Da Sabrina Tiere immer geliebt hat und es toll fand unter Menschen zu sein, sind wir mit ihr auch weiterhin in Zoos und Freizeitparks gefahren. Der Aufwand war zwar ziemlich groß, aber das war uns egal, denn ihre Augen sagten mehr als tausend Worte. Und sie hat allen bewiesen, dass sie noch voll dabei ist. Mit Hilfe eines Logopäden hat sie es geschafft, den Schleim wieder abzuschlucken, so dass sie weniger abgesaugt werden musste. Mit der Zeit konnte sie sogar wieder einige ml. Tee aus einer Flasche mit Sauger trinken. Doch wenn sie keine Lust hatte mit ihm zu "arbeiten", hat sie sich einfach schlafend gestellt. Genauso hat Sabrina mit uns und anderen "gespielt". Sie hatte ihren Pulsoxymeter so gut unter Kontrolle, dass sie damit machen konnte, was sie wollte. So hat sie uns genauso "gerufen", wenn sie Langeweile hatte, gewickelt werden musste, Licht oder Musik an oder eben ausgemacht werden sollten als auch dann, wenn es ihr nicht gut ging. Denen, die sich ganz und gar auf Sabrina eingelassen haben, ist so klar geworden, wie sehr sie noch alles mitbekommt und diese Menschen wussten sie dann auch richtig einzuschätzen und zu nehmen.

So war es im Bocholter Krankenhaus und besonders im Kinderhospiz "Balthasar" in Olpe, wo sich Sabrina immer sehr wohl gefühlt hat. Im Hospiz konnte sie Urlaub von uns machen und sich total verwöhnen lassen, aber auch wir konnten auftanken und haben das Loslassen gelernt, soweit das möglich ist. Denn als ihre Kraft dann doch aufgebraucht war und sie uns ganz klar zu verstehen gegeben hat, dass es nicht mehr geht, sind wir nach ihrem Tod sofort ins Hospiz gefahren und konnten dort von ihr würdig Abschied nehmen.
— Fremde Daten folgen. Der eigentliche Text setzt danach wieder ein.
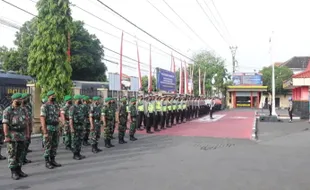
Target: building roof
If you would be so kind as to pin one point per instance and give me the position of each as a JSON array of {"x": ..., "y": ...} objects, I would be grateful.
[{"x": 297, "y": 62}]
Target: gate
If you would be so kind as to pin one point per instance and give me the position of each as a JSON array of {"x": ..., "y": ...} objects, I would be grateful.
[{"x": 91, "y": 92}]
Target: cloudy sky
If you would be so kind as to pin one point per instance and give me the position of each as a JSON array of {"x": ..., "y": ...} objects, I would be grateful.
[{"x": 247, "y": 24}]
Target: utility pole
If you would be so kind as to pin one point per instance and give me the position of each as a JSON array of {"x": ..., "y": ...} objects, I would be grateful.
[{"x": 233, "y": 50}]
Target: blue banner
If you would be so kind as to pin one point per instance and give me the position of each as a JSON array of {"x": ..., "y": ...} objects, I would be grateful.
[{"x": 166, "y": 80}]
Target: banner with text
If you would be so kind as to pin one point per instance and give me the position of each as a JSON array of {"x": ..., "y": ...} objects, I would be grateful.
[{"x": 166, "y": 80}]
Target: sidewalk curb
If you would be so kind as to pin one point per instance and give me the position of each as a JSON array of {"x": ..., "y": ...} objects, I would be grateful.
[{"x": 254, "y": 128}]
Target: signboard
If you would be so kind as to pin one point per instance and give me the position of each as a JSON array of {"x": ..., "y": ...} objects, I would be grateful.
[
  {"x": 114, "y": 82},
  {"x": 288, "y": 84},
  {"x": 166, "y": 80},
  {"x": 134, "y": 83},
  {"x": 252, "y": 79}
]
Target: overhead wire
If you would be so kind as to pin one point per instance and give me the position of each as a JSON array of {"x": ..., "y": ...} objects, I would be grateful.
[
  {"x": 205, "y": 13},
  {"x": 167, "y": 18},
  {"x": 116, "y": 27},
  {"x": 147, "y": 33},
  {"x": 17, "y": 27},
  {"x": 188, "y": 26},
  {"x": 221, "y": 18}
]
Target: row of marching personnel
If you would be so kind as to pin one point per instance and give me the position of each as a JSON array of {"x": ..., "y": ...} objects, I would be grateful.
[{"x": 82, "y": 121}]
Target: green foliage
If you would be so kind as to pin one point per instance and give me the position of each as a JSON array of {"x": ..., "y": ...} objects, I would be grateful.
[
  {"x": 145, "y": 84},
  {"x": 281, "y": 74},
  {"x": 86, "y": 52},
  {"x": 214, "y": 67},
  {"x": 48, "y": 59}
]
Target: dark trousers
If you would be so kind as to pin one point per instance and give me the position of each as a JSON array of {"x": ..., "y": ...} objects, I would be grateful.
[
  {"x": 149, "y": 121},
  {"x": 140, "y": 119},
  {"x": 270, "y": 109},
  {"x": 290, "y": 113}
]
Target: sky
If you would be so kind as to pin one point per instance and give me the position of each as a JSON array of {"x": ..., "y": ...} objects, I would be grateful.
[{"x": 247, "y": 24}]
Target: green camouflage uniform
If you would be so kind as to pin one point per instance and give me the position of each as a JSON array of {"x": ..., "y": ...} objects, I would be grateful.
[
  {"x": 66, "y": 132},
  {"x": 107, "y": 112},
  {"x": 77, "y": 115},
  {"x": 133, "y": 117},
  {"x": 86, "y": 124},
  {"x": 1, "y": 134},
  {"x": 122, "y": 121},
  {"x": 50, "y": 112},
  {"x": 28, "y": 109},
  {"x": 95, "y": 112},
  {"x": 114, "y": 107},
  {"x": 17, "y": 120}
]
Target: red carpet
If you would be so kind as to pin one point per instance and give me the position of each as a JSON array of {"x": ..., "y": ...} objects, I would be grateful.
[{"x": 226, "y": 124}]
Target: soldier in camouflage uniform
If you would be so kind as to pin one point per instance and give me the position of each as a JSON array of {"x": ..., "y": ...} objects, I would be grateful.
[
  {"x": 94, "y": 118},
  {"x": 28, "y": 109},
  {"x": 77, "y": 118},
  {"x": 16, "y": 132},
  {"x": 133, "y": 119},
  {"x": 64, "y": 114},
  {"x": 114, "y": 108},
  {"x": 49, "y": 116},
  {"x": 122, "y": 116},
  {"x": 86, "y": 107},
  {"x": 107, "y": 117},
  {"x": 1, "y": 134}
]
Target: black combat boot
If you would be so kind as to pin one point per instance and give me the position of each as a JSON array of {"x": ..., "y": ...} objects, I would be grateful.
[
  {"x": 26, "y": 161},
  {"x": 120, "y": 140},
  {"x": 48, "y": 164},
  {"x": 106, "y": 143},
  {"x": 14, "y": 174},
  {"x": 54, "y": 163},
  {"x": 81, "y": 156},
  {"x": 20, "y": 172},
  {"x": 132, "y": 138},
  {"x": 94, "y": 149},
  {"x": 76, "y": 156},
  {"x": 111, "y": 145},
  {"x": 1, "y": 157},
  {"x": 124, "y": 140}
]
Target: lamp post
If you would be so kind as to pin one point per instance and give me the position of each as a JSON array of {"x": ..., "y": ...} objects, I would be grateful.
[{"x": 273, "y": 103}]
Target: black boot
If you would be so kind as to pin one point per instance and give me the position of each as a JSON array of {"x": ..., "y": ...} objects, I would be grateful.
[
  {"x": 26, "y": 161},
  {"x": 132, "y": 138},
  {"x": 81, "y": 156},
  {"x": 106, "y": 143},
  {"x": 111, "y": 145},
  {"x": 54, "y": 163},
  {"x": 124, "y": 140},
  {"x": 48, "y": 164},
  {"x": 14, "y": 174},
  {"x": 98, "y": 149},
  {"x": 20, "y": 172},
  {"x": 93, "y": 149},
  {"x": 76, "y": 156},
  {"x": 2, "y": 157},
  {"x": 120, "y": 140}
]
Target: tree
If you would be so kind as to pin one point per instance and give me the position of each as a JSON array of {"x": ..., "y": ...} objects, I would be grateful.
[
  {"x": 214, "y": 67},
  {"x": 145, "y": 80},
  {"x": 48, "y": 59},
  {"x": 281, "y": 74},
  {"x": 86, "y": 52}
]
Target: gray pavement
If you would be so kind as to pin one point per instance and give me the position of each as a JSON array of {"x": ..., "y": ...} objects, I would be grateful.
[{"x": 279, "y": 162}]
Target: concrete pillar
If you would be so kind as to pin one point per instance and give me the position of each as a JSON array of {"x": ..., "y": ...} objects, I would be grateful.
[
  {"x": 102, "y": 92},
  {"x": 76, "y": 90},
  {"x": 35, "y": 92}
]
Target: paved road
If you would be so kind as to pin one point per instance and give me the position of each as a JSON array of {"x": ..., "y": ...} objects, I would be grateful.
[{"x": 178, "y": 163}]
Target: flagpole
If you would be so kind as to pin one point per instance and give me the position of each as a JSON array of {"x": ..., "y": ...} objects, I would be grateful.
[{"x": 273, "y": 102}]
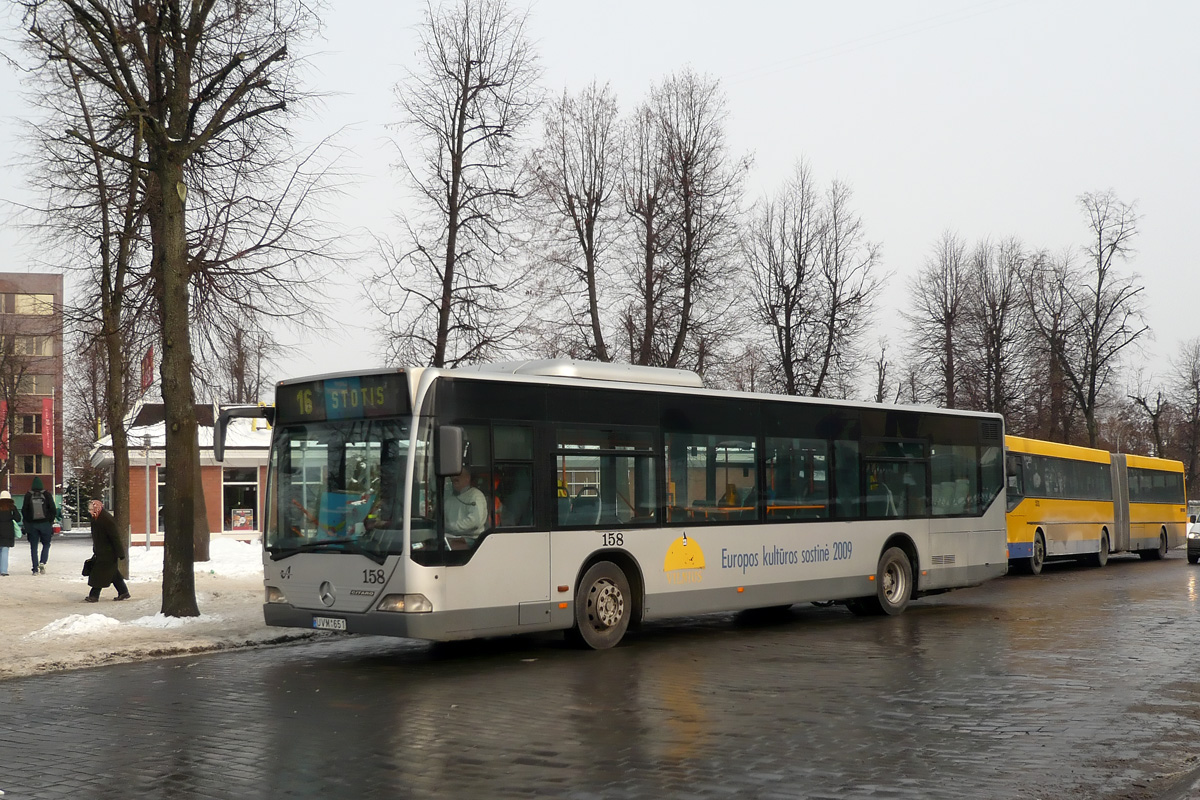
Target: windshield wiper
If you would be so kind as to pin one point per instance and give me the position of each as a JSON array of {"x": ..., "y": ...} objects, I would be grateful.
[{"x": 347, "y": 545}]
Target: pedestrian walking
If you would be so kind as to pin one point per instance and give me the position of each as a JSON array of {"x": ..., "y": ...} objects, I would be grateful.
[
  {"x": 106, "y": 552},
  {"x": 10, "y": 528},
  {"x": 39, "y": 513}
]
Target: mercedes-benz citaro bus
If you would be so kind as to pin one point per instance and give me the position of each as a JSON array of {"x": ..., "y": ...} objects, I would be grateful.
[
  {"x": 538, "y": 495},
  {"x": 1067, "y": 501}
]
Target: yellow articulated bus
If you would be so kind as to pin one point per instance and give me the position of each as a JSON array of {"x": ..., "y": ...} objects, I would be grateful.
[{"x": 1079, "y": 503}]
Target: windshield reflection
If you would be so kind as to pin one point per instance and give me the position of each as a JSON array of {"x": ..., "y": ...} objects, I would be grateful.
[{"x": 337, "y": 486}]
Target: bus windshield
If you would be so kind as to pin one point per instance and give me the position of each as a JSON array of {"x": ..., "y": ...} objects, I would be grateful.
[{"x": 337, "y": 487}]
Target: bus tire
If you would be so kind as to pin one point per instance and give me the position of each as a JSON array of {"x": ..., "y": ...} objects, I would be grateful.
[
  {"x": 893, "y": 587},
  {"x": 603, "y": 607},
  {"x": 1158, "y": 553},
  {"x": 1102, "y": 555},
  {"x": 1035, "y": 563}
]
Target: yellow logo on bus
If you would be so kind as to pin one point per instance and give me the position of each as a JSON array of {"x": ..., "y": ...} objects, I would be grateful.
[{"x": 684, "y": 561}]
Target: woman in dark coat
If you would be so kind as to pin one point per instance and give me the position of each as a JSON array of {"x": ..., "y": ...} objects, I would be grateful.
[
  {"x": 106, "y": 552},
  {"x": 9, "y": 515}
]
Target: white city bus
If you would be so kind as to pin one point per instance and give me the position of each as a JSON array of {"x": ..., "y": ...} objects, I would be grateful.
[{"x": 449, "y": 504}]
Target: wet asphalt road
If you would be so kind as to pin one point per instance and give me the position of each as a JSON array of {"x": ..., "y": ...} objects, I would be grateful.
[{"x": 1077, "y": 684}]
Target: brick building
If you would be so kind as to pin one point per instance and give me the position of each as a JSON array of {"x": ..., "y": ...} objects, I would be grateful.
[
  {"x": 233, "y": 488},
  {"x": 31, "y": 379}
]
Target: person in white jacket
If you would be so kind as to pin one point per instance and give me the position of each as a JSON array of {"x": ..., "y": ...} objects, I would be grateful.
[{"x": 466, "y": 507}]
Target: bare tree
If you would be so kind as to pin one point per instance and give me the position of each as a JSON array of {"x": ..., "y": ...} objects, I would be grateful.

Sabrina lag mit ihren Puppen und Teddybären in einem Pflegebett in dem sogenannten Abschiedszimmer, einem gekühlter Raum, den man so gestalten kann, wie man möchte. Wir hatten ihre Lampe, ihre Wassersäule und natürlich ihre Musik mit darin. Und das Wichtigste war, wir konnten jederzeit zu ihr. Aber wir durften unseren Gefühlen auch freien Lauf lassen. So war es uns möglich zu weinen, aber genauso auch zu lachen und keiner hat uns schief angesehen.

Alle waren jederzeit für uns da. Das Kinderhospiz ist uns zu einem zweiten Zuhause geworden, in das wir auch jetzt immer noch gern fahren und wo wir viele Freunde gefunden haben. So gut wie man uns da versteht, so wenig verstehen viele Mitmenschen uns heute. Sie denken, dass nach einem halben Jahr alles wieder geregelt laufen muss und man jetzt genug getrauert hat. Uns wurde sogar gesagt, wir sollten doch froh sein, denn Sabrina sei ja nur noch eine Belastung gewesen und ihr Leben zum Schluss auch nicht mehr lebenswert. Wir wissen es aber besser.